Current transportation technologies and behaviors are major contributors to pollution, traffic congestion, noise, and greenhouse gas emissions (GHGs). Globally, 23% of GHG emissions come from the transportation sector. As countries seek to reduce their GHG emissions, many are rethinking their approach to transport. While seeing access to transport as a right, three countries have been working to reduce or change the number of personally owned vehicles and expand public transportation options while making the ownership of an emissions-free personal vehicle easier and more affordable. The three countries in this case study, France, Norway, and Luxembourg, share the goal of reducing their country’s GHG emissions, and have enacted very different policies that provide lessons-learned for other countries seeking to do the same.

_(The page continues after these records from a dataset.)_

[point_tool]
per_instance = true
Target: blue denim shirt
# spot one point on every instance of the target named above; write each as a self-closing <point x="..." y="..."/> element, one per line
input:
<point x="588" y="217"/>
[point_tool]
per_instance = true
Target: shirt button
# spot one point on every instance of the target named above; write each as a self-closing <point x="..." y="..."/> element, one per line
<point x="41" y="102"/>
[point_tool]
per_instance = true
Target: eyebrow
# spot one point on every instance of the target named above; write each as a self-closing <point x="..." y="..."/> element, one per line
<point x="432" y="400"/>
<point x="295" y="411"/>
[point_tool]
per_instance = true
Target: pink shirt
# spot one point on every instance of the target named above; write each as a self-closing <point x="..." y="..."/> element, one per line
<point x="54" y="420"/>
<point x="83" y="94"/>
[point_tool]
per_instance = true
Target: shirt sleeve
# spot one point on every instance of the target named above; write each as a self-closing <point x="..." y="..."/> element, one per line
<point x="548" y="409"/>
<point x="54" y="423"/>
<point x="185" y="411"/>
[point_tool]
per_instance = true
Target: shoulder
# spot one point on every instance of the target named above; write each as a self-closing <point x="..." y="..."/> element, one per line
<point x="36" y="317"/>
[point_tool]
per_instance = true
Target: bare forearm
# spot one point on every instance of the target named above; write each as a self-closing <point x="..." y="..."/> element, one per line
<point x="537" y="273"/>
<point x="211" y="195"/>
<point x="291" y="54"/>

France has developed a high-speed rail network that connects urban and rural areas. In 2017 France also implemented a fuel tax along while providing incentives for electric vehicle (EV) purchases. The increased cost of operating a gasoline vehicle is meant to decrease their usage, while lower EV prices are meant to encourage them as an alternative.
Norway has developed incentives for owning EVs. This includes exempting EVs from taxes including the import tax, value added tax, and road tax. Norway also provides benefits for EV owners such as free access to toll roads, publicly financed charging stations, and special parking spots in cities. This has resulted in Norway having the highest per-capita adoption of EVs. In June of 2018 EVs constituted 47% of newly registered vehicles in Norway.
In Luxembourg they have taken a different strategy by investing in transport modes that are meant to reduce the number of personally owned vehicles. In Luxembourg all trains and buses are free to use. This strategy does not incentivize EV ownership but rather encourages people to use alternatives to personal vehicles.